I also moved all of DAZ3d content library onto a second drive and off my solid state system drive (the default content locations). So only the running program guts of DAZ3d programs and plugins are on the solid state system drive now. BTW I broke DAZ3d multiple times in the process before I got it right, so it is a good idea to archive your ZIPs so you can slip them back into a reborn copy of DIM in case you hopelessly confuse DAZ3d and have to re-install from scratch. (Hours of removing orphaned file references gets old fast). Then I used a small well connected second solid state drive for all the various cache files DAZ3d wants and the same for Premier. Every fiddly bit matters. Sometimes it is worth a few more buffers in RAM to keep things moving along. I improved my render times by over six fold just fiddling around with such things. By far the biggest hit for my setup however was - Turn off Progressive Render. Sigh. Wish I had discovered that months ago.
Watch out for materials.
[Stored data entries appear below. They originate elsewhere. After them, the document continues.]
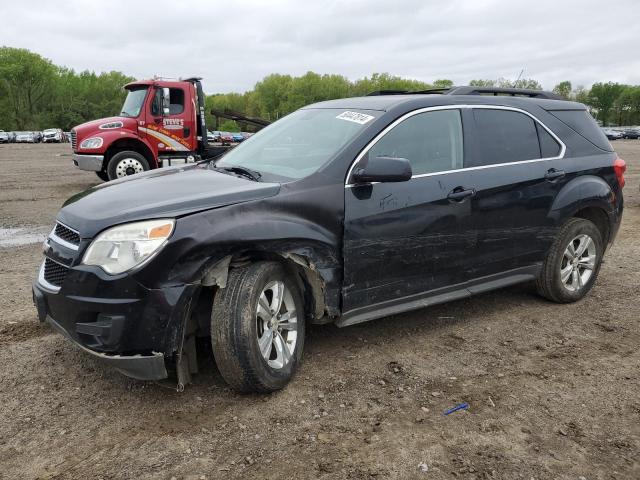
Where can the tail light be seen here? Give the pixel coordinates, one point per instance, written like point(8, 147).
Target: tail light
point(619, 167)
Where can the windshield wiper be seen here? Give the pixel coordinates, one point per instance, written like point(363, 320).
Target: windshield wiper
point(244, 171)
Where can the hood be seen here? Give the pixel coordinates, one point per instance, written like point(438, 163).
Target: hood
point(93, 127)
point(162, 193)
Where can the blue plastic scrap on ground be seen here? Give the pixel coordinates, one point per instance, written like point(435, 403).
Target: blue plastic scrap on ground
point(461, 406)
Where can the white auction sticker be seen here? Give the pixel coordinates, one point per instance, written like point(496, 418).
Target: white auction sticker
point(356, 117)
Often programs will come with materials for several render types and now they are mercifully putting icons on the thumbnails so you can tell them apart. And often things are for several generations of charaters, identical looking thumbnails side by side but if you over the mouse over them with the right preference settings the path will pop up and you will see from the path name if it is for Genesis or G2F, or for lray or 3Delight etc. So you can load the right one. One surface not ready to play nice with others and there goes your render time.
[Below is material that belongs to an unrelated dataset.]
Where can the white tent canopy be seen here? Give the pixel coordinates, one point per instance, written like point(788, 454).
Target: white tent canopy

Just some things I have found out the hard way in the last nine months of trying to learn to work with DAZ3d on a rather low horsepower computer. In the hope some of this makes sense in your situation in spite of being from someone who is "CPU flop challenged" with a graphics card confused by the simpliest shadows.
Aloha
Im learning as well. What I have learned thus far:
Collissions - the lower the better. Check all your objects. The less collissions the faster the render, however you may notice problems crop up, such as skin protruding through clothes.
Smoothing - more smoothing - longer renders. Less smoothing, faster but may not give you the look you want. Some items look better with less smoothing.
Render SubD Level - 1 is fastest, lowest quality; go up to 5 and it may not even render and crash depending on your scene. Check all items.
Hair - Hair is especially tricky when it comes to the above parameters, especially with light. Scattering, translucency, along with ray tracing all add up. If you want to check a render and can afford to do it bald - turn the hair off to check your scene then do a final overnight render.
Ray Trace Bounces - How many bounces for reflection, refraction, they all add compute time.
IRay will rely in many ways more on your CPU than your GPU in terms of "time processing". I am running Dual Titan Cards - Each with 6 GB of VRAM in SLI; on a Dual Xeon 48 Core Hyper Threaded Machine - and the system spends about 1/3 - 1/4 time on GPU processing then kicks the compute cycles over to the CPU.
This render of a model Ive been working on inbetween projects was done (both images are taken from the same comp) at 5000x10000 and I let it run about 5-6 hours before stopping and saving. But the collisions were set high, as was smoothing, and nearly all the light is bounced to acheive the look I wanted. The hair is terrible and has since been swapped.